Mas Junqueira suspeitava que os fazendeiros caboclos não estavam necessariamente buscando o solo mais fértil. Em parte, as pessoas continuaram usando essas florestas antropogênicas pela mesma razão pela qual os humanos sempre escolheram suas casas: localização, localização, localização. “As pessoas hoje continuam usando o mesmo critério que usavam no passado para escolher uma área para viver: penhascos altos, bem na margem de rios, perto de uma fonte de água limpa”.
Esse padrão é exatamente o que Schmidt e o geólogo do MIT Samuel Goldberg e seus colegas encontraram em seu próprio esforço de sensoriamento remoto e aprendizado de máquina. Ao sobrepor várias faixas de imagens de satélite do território indígena do Xingu, eles puderam prever as áreas de terras pretas com uma precisão razoável. “Encontramos um padrão generalizado de depósitos de ADE localizados nas bordas de penhascos de rios nas terras altas adjacentes às planícies de inundação”, disse Goldberg em uma apresentação na Reunião de Outono da AGU em 2021.
No total, disse ele, previu-se que as terras pretas cobririam de 250–700 quilômetros quadrados, ou até 2,7% da região. A multiplicação dessa área pela densidade de carbono e profundidades do solo que já foram medidas em estudos de campo sugeriram que solos antropogênicos no território indígena do Xingu podem estar retirando de 3 a7 megatons de carbono extra, além da quantidade naturalmente armazenada no solo.
Aplicar essas densidades à Amazônia como um todo — algo que Goldberg admitiu ser “simplesmente especulação” neste estágio — significaria que as terras pretas da Amazônia poderiam estar prendendo tanto carbono quanto a quantidade emitida anualmente pelos Estados Unidos. Precisamos trabalhar mais para descobrir se esse é realmente o caso, disse Goldberg, “mas isso sugere que o ADE pode ser um reservatório substancial de carbono orgânico no solo”.
Belo Biochar
À medida que o dióxido de carbono (CO2) se acumula perigosamente na atmosfera e as nações lutam para alimentar populações crescentes de forma sustentável, uma técnica que retira o carbono e melhora o solo para a agricultura parece ser uma bala de prata.
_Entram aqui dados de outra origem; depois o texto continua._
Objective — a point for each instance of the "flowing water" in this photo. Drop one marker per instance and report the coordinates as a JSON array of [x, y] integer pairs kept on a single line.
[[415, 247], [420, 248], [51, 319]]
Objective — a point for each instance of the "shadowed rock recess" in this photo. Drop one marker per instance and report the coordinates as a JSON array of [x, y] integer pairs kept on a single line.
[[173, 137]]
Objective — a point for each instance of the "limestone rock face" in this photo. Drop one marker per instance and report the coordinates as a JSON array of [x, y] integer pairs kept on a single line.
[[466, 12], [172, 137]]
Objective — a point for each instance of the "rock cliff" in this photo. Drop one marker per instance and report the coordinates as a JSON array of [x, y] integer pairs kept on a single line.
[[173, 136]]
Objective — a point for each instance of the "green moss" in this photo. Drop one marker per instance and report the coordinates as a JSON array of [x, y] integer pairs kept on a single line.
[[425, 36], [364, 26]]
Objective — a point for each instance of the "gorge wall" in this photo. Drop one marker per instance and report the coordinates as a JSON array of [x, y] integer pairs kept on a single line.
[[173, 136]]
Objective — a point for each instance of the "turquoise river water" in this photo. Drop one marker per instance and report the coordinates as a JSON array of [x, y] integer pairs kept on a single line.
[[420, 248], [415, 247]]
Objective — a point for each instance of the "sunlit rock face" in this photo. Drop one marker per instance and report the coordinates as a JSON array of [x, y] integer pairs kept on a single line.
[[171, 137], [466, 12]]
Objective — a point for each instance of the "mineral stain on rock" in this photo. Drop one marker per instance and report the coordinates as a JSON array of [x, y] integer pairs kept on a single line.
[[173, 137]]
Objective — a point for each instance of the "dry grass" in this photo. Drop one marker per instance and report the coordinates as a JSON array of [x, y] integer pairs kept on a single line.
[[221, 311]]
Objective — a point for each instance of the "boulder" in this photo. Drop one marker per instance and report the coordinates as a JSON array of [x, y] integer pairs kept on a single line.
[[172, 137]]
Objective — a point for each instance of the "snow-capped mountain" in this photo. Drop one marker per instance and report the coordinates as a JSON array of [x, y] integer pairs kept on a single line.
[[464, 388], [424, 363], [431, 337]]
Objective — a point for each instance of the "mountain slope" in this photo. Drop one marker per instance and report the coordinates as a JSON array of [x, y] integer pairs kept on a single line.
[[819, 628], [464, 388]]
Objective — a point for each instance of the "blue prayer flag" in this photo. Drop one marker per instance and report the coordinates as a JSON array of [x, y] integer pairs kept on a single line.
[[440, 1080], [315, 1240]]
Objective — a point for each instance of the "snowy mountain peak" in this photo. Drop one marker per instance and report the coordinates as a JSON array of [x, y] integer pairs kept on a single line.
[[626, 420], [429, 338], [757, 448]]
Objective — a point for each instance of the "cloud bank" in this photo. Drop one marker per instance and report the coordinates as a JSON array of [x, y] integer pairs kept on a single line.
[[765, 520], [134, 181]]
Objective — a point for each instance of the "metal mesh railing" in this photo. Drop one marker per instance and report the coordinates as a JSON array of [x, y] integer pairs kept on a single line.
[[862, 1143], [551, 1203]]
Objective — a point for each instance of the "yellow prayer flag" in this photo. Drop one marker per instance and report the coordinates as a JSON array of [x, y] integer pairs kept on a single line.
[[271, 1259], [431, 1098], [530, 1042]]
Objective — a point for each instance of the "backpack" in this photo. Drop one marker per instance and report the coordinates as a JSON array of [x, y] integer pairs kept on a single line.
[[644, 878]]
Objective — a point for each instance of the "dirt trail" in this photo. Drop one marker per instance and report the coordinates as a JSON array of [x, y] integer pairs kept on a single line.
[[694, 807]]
E, de fato, estudos sobre a terra preta levaram a um esforço de pesquisas global sobre a possibilidade de mitigação climática de enriquecer os solos com carvão vegetal, criando um análogo moderno simplificado da terra preta, chamado biochar.
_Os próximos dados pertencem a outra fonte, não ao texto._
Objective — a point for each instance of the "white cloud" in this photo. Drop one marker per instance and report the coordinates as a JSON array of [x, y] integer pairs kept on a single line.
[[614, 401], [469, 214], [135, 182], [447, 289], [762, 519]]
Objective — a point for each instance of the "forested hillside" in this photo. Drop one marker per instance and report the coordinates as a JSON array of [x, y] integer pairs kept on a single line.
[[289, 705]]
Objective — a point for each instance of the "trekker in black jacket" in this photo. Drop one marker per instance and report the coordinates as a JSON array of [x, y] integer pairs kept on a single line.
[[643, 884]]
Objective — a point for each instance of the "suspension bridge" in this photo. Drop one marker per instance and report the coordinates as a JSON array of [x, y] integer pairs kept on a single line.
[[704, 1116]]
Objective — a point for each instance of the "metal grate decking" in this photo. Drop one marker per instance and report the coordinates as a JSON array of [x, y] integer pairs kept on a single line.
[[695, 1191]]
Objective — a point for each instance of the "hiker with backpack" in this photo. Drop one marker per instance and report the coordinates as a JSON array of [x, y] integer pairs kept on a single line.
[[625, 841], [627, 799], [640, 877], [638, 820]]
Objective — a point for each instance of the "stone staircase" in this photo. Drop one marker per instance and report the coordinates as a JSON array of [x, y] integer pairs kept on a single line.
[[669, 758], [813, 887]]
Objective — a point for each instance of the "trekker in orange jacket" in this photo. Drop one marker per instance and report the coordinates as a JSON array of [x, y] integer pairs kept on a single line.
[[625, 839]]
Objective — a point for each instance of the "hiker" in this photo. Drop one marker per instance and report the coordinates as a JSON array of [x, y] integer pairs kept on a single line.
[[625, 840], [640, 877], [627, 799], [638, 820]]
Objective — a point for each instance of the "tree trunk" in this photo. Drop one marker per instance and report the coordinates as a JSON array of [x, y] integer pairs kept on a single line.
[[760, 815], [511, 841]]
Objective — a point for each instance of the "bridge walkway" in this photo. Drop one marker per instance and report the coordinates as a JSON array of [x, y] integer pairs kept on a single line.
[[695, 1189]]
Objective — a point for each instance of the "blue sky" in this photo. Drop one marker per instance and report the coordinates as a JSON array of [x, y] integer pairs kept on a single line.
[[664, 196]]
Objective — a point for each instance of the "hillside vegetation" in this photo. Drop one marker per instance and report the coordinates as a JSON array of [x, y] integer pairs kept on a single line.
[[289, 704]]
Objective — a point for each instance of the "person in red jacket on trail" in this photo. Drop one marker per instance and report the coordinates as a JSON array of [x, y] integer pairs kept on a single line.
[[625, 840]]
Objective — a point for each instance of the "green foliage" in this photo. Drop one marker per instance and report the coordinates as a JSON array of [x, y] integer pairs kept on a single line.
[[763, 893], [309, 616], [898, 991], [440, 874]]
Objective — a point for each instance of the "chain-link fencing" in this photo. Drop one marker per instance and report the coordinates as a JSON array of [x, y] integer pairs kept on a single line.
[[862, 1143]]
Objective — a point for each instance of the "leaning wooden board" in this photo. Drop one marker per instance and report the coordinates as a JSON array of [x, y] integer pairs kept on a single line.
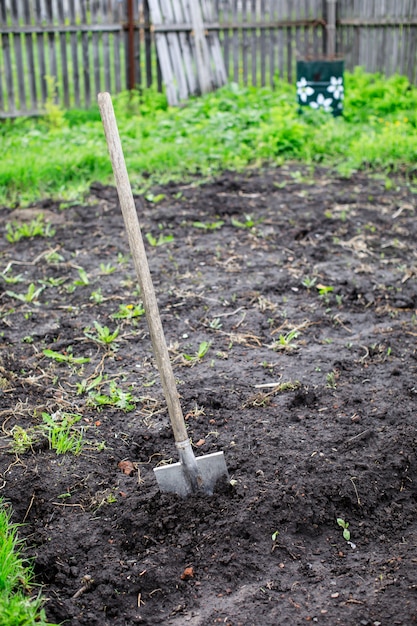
[[190, 59]]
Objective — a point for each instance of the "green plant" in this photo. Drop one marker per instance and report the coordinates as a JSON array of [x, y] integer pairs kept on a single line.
[[286, 342], [209, 225], [331, 380], [216, 323], [103, 336], [128, 312], [17, 607], [35, 228], [308, 282], [247, 224], [162, 239], [116, 397], [345, 526], [107, 268], [68, 357], [200, 354], [9, 279], [54, 114], [23, 439], [29, 297], [83, 279], [96, 296], [62, 434]]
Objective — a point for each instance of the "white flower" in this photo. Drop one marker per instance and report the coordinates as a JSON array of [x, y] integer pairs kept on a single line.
[[322, 102], [304, 90], [336, 87]]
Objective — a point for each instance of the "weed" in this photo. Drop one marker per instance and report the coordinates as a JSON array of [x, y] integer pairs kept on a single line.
[[29, 297], [247, 224], [96, 296], [23, 439], [67, 357], [208, 225], [331, 380], [216, 323], [200, 354], [83, 279], [150, 197], [128, 312], [345, 525], [61, 432], [103, 336], [162, 239], [107, 268], [286, 342], [9, 279], [308, 282], [116, 397], [16, 605]]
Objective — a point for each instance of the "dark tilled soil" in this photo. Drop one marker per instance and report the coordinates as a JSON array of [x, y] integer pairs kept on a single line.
[[315, 425]]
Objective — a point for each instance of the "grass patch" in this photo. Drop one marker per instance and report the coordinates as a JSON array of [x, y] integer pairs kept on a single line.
[[232, 128], [18, 607]]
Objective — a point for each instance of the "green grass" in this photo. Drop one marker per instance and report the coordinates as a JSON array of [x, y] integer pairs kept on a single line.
[[233, 128], [18, 607]]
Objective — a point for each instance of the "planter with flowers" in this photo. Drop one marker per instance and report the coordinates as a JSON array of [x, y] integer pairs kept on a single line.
[[320, 85]]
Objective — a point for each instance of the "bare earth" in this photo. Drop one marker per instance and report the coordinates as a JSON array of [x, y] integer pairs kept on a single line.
[[316, 425]]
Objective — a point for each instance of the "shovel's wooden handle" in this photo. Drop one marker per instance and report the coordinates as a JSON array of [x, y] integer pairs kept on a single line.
[[140, 261]]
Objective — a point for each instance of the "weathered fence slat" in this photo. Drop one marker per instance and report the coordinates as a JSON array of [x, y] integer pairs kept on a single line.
[[83, 45]]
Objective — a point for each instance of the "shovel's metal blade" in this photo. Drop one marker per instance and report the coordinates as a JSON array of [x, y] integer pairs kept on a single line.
[[174, 479]]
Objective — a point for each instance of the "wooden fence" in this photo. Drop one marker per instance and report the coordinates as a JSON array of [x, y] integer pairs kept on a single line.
[[69, 50]]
A terra preta “definitivamente foi uma inspiração” para o biochar, disse Johannes Lehmann, um pesquisador de biochar e biogeoquímico de solo na Universidade Cornell em Ithaca, N.Y., mas o ponto não é recriá-la perfeitamente. As terras pretas feitas por indígenas da Amazônia contêm resíduos de peixes, esterco e cerâmica, elementos geralmente ausentes do biochar. O biochar tem o objetivo focado de extrair dióxido de carbono da atmosfera ao mesmo tempo em que melhora os rendimentos agrícolas.
A principal técnica para criar o biochar, chamada pyrolysis, envolve carbonizar resíduos de vegetação a baixas temperaturas em um ambiente com pouco ou nenhum oxigênio. “Se você a privar de todo o oxigênio, não poderá oxidar um pedaço de madeira em CO2 e água—e deixará muito carbono para trás,” disse Lehmann. O mesmo pedaço de madeira deixado para apodrecer ou queimado em condições normais (ricas em oxigênio) liberaria seu carbono na atmosfera de minutos a meses. Quando a vegetação é carbonizada, o carbono permanece aprisionado durante décadas ou até séculos. “Ele é muitíssimo mais persistente”.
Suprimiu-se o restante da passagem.